Networker

Re: [Networker] Networker 7.2.2 clients with large files problem

2009-06-17 13:01:34
Subject: Re: [Networker] Networker 7.2.2 clients with large files problem
From: Greg Etling <getling AT STERN.NYU DOT EDU>
To: NETWORKER AT LISTSERV.TEMPLE DOT EDU
Date: Wed, 17 Jun 2009 12:55:42 -0400
Sorry about the lag with returning to this issue - other pressing projects...

I attempted to run the group with the Inactivity timeout set to the max, which had no effect, next step is turning it off completely. Also working with our networking team to make triple check anything on that end. I'm also wondering about server system limitations...this is also running on RHEL 3 with a 2.4.21-37.0.1.ELwithufs SMP kernel, two dual core Xeon 2.4 GHz proc, 4 GB RAM.
Clients exhibiting this issue are Windows (7.3.2.Build.364/7.2.Build.494), 
Linux (7.2.Build.494) and Solaris (7.2.2.Build.422) clients (the Solaris client 
seems to be the most egregious - can't even get that one to back up manually 
from the server).

Anyone with any new hints or suggestions would be greatly appreciated.
Greg
---
Greg Etling <getling AT stern.nyu DOT edu <mailto:getling AT stern.nyu DOT edu>>
Systems Administrator
Stern IT Enterprise Operations
NYU Stern School of Business

212-998-0746
------------------------------

------------------------------

Date:    Wed, 10 Jun 2009 17:05:28 -0400
From:    Greg Etling <getling AT STERN.NYU DOT EDU>
Subject: Re: Networker 7.2.2 clients with large files problem

Update: I ran the closest server in question from the command line(savegrp -v -c ie-1 -l full GROUP), and received:

* ie-1:/yesterday lost connection to server, exiting

This is despite the fact that I'm seeing the keepalive notices in nwadmin every 5 minutes as expected.

Greg
---
Greg Etling <getling AT stern.nyu DOT edu <mailto:getling AT stern.nyu DOT edu>>
Systems Administrator
Stern IT Enterprise Operations
NYU Stern School of Business

212-998-0746
------------------------------

Date:    Wed, 10 Jun 2009 12:21:38 -0400
From:    Greg Etling <getling AT STERN.NYU DOT EDU>
Subject: Re: Networker 7.2.2 clients with large files problem

James,

These are not NDMP, and some are through a firewall, some are not. The reason that it is so is that some are backing up over a VLAN from a datacenter ~1 mile away. However, the biggest issues have been with the server that is adjacent to the backup server.
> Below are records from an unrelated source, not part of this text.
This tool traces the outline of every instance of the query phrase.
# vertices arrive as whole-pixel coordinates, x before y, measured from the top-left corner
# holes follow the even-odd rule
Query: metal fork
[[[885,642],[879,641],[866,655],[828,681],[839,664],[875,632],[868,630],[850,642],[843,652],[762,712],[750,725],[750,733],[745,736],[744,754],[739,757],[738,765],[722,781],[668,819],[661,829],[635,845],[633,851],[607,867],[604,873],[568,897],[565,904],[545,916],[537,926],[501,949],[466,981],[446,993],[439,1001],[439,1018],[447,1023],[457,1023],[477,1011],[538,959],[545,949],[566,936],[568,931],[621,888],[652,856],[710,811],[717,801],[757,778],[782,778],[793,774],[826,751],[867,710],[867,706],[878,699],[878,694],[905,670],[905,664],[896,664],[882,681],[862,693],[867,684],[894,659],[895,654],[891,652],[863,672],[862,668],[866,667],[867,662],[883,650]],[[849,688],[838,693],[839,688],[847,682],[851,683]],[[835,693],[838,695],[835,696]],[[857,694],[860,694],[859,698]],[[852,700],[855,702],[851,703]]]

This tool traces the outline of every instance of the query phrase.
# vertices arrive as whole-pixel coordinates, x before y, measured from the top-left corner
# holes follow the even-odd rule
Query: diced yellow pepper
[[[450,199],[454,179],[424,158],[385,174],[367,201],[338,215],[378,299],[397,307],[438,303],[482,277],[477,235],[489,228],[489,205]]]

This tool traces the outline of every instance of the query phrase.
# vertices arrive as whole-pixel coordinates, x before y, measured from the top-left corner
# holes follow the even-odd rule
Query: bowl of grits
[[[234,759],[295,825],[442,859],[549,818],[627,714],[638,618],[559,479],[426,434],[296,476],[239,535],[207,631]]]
To expand on the NSR_KEEPALIVE_WAIT, this did appear to have an effect when I invoke savegrp manually (I see the "group running on client" messages in nwadmin), but not when run automatically. It was invoked because of the large files problem that predated me and predated the firewall hardware. It probably even predated the datacenter move that separated our backup hardware from some of our systems.

David,

Thanks for the tip - I had bumped the inactivity timeout to 90, but I'll crank it all the way out. The savesets are listed as aborted, and often have significantly divergent sizes (>5 GB) among the retries, even though the server mountpoint is static throughout the day.

Greg

---
Greg Etling <getling AT stern.nyu DOT edu <mailto:getling AT stern.nyu DOT edu>>
Systems Administrator
Stern IT Enterprise Operations
NYU Stern School of Business

212-998-0746

------------------------------

Date:    Wed, 10 Jun 2009 11:01:21 -0500
From:    James T Proctor <jproctor AT USGS DOT GOV>
Subject: Re: Networker 7.2.2 clients with large files problem

Are these ndmp? Are they going through a firewall?

Jim Proctor
IT Specialist
USGS/NGTOC III
Rolla, Missouri
jproctor AT usgs DOT gov
(573)308-3521

------------------------------

Date:    Wed, 10 Jun 2009 09:00:57 -0700
From:    "Leiss, Jeffrey" <Jeff.Leiss AT NWDC DOT NET>
Subject: Re: Networker 7.2.2 clients with large files problem

Alternatively, you can set this to 0, and networker will ignore it altogether 
for those clients.
------------------------------

Date:    Wed, 10 Jun 2009 10:58:51 -0500
From:    "Browning, David" <DBrown AT LSUHSC DOT EDU>
Subject: Re: Networker 7.2.2 clients with large files problem

Check the "inactivity timeout" field in the group definitions.
For our large servers, we put this to 1000, and that seems to work for
us.
Also, check your indexes to make sure that it isn't really completing.
Sometimes you can get that message, but you will find that the backup
successfully finished, and is stored in the index.
David M. Browning Jr.
IT Project Coordinator Enterprise Backups and Help Desk
------------------------------

Date:    Wed, 10 Jun 2009 11:45:37 -0400
From:    Greg Etling <getling AT STERN.NYU DOT EDU>
Subject: Networker 7.2.2 clients with large files problem

Hello,

I am running into a problem with scheduled backups on a Networker 7.2.2 server. By setting NSR_KEEPALIVE_WAIT=300 on the clients, I am able to run full backups of the systems in question but the backup fails when the scheduled backup runs. The common thread for these systems is the existence of large files (> 1GB), and they are failing their scheduled backups the same way as they used to before the keepalive was added:

--- Unsuccessful Save Sets ---

* ie-1:/yesterday 1 retry attempted


I'll run a verbose save tonight to get more details, but I'm curious what other next steps might be recommended given that it is only a problem for scheduled backups.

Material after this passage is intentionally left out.